Homogeneity makes IT systems fragile because the same flaw or weakness is reproduced on hundred of thousands (if not millions) of machines, making all of them sensitive to a well targeted attack. The discussions about the superiority of a particular OS or tool (like a browser) that end up with plans for the worldwide replacement of one by another, are childish and futile. All these pieces of software have reached such a great level of quality that you can not select them on pure technical basis. So there is no supremacy to target, as replacing one domination by another one, would leave us with a situation as fragile as before. We must see the advent of non-geeky tribes who will recognize themselves in the usage of a particular combination of OS and tools, who will be empowered so they can assume their choice without being exposed to nasty technical problems or being pointed as originals.

Homogeneity carries another risk: the supremacy of a particular tool or vendor always induce the usage of proprietary file formats. Being locked-in a vendor tool because its features are so above the competitors is nothing bad: it benefits the user and, moreover, it never lasts. Competition always catch up.
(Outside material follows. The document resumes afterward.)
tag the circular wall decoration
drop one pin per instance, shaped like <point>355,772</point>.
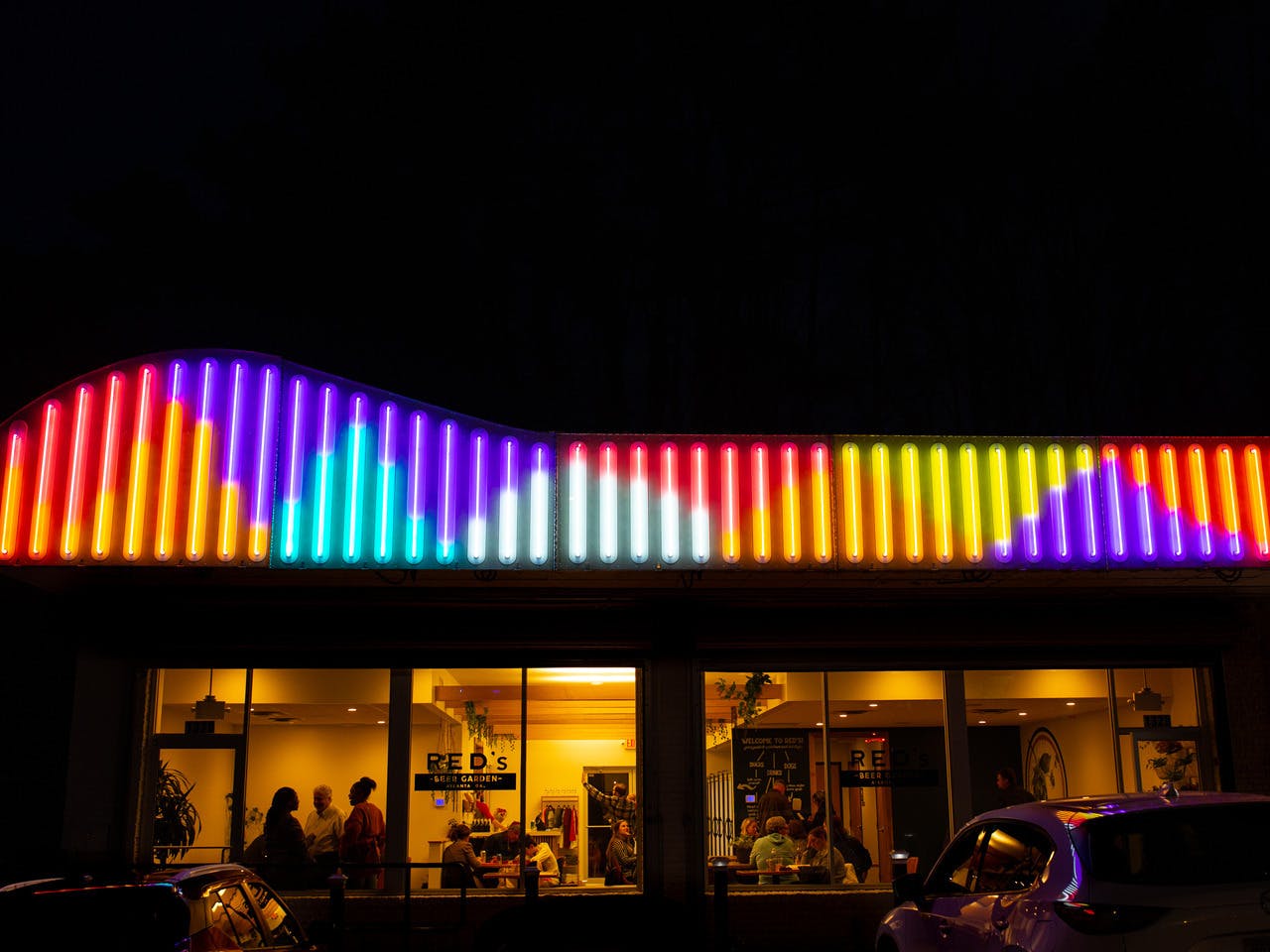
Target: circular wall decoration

Then open source tools come in, disrupt the model and force everybody to think harder about increasing the quality of the tools and the services that gravitate around them. But being locked-in because your own personal data are locked-in a proprietary file format is nothing that can be accepted anymore. Diversity forces vendors and tool makers to enable data exchange, freeing the content that was held captive.

In a time when our most precious material assets are mainly digital (does not this feel like a quasi oxymoron?), homogeneity is no longer an issue. Let us be hetero-genius!